Thursday, June 4, 2009

Hiring Practices to Promote Culture

I recently stumbled upon the The Science Leadership Academy website. I noticed they had some employment opportunities…. I was intrigued by their top requirement for applicants, “to teach kids before they teach subjects.” Simple, but profound!

It is fairly accepted that elementary teachers get into education because they love kids, while secondary teachers enter the profession because they love their content. While deep content knowledge is important, it should not overshadow the need for a student-centered classroom. We typically assess applicants for their content knowledge, but no where have I seen so clear a statement about the type of culture a school is trying to cultivate than I did when I saw The Science Leadership Academy’s requirement.

It inspired me to think more critically about the hiring procedures we use in our office including job postings.

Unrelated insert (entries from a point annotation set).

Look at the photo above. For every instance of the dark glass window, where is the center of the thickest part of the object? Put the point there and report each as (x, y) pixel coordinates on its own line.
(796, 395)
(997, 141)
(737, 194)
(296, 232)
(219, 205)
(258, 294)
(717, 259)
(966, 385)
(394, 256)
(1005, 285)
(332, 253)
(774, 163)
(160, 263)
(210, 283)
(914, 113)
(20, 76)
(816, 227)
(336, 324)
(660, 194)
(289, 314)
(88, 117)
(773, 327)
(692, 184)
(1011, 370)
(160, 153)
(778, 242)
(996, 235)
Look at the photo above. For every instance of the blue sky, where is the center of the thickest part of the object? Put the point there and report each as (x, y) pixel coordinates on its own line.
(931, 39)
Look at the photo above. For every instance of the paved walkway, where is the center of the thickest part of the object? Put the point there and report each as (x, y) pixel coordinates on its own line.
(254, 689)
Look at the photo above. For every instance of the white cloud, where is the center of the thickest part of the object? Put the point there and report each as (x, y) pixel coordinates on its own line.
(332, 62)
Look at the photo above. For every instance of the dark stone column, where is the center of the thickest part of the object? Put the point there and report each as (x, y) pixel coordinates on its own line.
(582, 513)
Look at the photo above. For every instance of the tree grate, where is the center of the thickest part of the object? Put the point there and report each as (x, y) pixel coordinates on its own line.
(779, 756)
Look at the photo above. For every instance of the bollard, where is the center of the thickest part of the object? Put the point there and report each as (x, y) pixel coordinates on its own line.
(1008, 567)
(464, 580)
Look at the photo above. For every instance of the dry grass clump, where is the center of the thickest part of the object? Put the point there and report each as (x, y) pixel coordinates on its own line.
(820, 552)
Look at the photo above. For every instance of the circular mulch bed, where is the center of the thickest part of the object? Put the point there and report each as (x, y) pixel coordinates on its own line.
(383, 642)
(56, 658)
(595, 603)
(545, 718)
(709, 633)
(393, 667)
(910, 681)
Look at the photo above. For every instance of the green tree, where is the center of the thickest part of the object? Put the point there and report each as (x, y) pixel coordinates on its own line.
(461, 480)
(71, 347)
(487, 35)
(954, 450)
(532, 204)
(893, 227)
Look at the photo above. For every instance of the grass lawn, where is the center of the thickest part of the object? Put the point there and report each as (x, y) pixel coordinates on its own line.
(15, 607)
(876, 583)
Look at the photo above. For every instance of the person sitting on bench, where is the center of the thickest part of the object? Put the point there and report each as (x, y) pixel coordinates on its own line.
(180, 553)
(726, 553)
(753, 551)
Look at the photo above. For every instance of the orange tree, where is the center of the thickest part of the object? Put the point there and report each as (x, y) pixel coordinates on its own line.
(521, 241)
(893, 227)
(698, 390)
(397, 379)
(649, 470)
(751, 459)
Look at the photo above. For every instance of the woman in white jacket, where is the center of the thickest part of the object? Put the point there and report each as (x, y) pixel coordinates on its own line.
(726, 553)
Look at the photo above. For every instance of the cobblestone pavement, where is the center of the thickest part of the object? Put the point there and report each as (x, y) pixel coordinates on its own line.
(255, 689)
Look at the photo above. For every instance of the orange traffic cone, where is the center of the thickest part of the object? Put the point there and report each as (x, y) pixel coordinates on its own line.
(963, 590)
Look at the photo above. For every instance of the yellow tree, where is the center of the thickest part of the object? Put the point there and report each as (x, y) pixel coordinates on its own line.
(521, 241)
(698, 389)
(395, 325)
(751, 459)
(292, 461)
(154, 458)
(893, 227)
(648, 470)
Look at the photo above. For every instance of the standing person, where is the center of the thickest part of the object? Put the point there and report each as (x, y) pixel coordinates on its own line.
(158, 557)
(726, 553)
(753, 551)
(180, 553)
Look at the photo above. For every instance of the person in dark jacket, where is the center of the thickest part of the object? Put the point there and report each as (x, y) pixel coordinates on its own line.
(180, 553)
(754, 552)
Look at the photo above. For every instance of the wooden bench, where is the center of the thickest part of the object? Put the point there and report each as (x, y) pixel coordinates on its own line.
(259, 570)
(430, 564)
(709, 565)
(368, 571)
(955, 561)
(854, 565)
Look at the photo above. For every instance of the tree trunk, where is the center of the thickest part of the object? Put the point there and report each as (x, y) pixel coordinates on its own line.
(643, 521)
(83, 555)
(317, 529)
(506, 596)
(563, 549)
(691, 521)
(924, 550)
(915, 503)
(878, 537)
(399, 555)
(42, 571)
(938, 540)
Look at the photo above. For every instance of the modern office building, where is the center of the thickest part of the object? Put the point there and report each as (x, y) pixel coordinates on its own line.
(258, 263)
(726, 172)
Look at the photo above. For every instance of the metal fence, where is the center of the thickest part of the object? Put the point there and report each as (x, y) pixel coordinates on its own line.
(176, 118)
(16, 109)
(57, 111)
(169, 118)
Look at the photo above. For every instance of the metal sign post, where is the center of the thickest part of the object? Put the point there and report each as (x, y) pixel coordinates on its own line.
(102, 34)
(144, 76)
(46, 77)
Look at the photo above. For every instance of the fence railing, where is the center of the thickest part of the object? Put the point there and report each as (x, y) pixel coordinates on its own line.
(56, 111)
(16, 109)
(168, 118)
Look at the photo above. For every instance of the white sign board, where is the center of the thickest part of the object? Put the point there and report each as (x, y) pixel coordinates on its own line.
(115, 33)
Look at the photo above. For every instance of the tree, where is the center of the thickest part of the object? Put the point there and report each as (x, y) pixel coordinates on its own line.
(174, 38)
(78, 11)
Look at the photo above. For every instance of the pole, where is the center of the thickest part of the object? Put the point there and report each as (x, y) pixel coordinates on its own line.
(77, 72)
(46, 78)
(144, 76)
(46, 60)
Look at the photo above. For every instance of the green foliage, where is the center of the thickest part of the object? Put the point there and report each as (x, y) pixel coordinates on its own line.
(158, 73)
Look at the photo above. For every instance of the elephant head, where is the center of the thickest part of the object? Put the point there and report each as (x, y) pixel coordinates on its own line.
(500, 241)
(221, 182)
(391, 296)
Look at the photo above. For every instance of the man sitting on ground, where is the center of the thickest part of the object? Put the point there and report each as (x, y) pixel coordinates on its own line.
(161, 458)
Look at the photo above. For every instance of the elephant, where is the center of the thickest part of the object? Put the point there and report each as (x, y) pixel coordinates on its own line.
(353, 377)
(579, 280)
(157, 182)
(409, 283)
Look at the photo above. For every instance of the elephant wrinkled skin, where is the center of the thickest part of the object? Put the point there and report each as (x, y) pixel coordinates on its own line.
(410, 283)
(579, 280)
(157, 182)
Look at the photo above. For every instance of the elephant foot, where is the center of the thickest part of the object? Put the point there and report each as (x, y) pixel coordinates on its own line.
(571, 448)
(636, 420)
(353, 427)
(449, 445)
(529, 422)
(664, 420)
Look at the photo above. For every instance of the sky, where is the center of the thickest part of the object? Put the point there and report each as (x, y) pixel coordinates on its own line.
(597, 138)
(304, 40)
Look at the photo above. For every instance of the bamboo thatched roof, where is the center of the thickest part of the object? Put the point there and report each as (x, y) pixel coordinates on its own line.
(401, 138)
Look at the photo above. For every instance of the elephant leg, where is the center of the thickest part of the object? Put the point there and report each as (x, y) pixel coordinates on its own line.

According to their home page:

The Science Leadership Academy is a partnership high school between the School District of Philadelphia and The Franklin Institute. SLA is an inquiry-driven, project-based high school focused on 21st century learning that opened its doors on September 7, 2006.
SLA provides a rigorous, college-preparatory curriculum with a focus on science, technology, mathematics and entrepreneurship. Students at SLA learn in a project-based environment where the core values of inquiry, research, collaboration, presentation and reflection are emphasized in all classes.

4 comments:

Michael Pauling said...

Students are part of the hiring process for all new teachers.

Michael Pauling said...

Video of his presentation at NECC.
How can he be a good principle wearing shorts and a t-shirt?


http://practicaltheory.org/serendipity/index.php?/archives/988-Progressive-Pedagogy-and-21st-Century-Learning.html

bairdito said...

Just a clarification that sometimes there is confusion between two of the newer schools in Philadelphia. Science Leadership Academy (SLA), which is the school where I teach, is a different institution from School of the Future which is associated with Microsoft. The links above seem to indicate that they are the same place.

Kelly said...

Thanks for the feedback. I changed the post accordingly.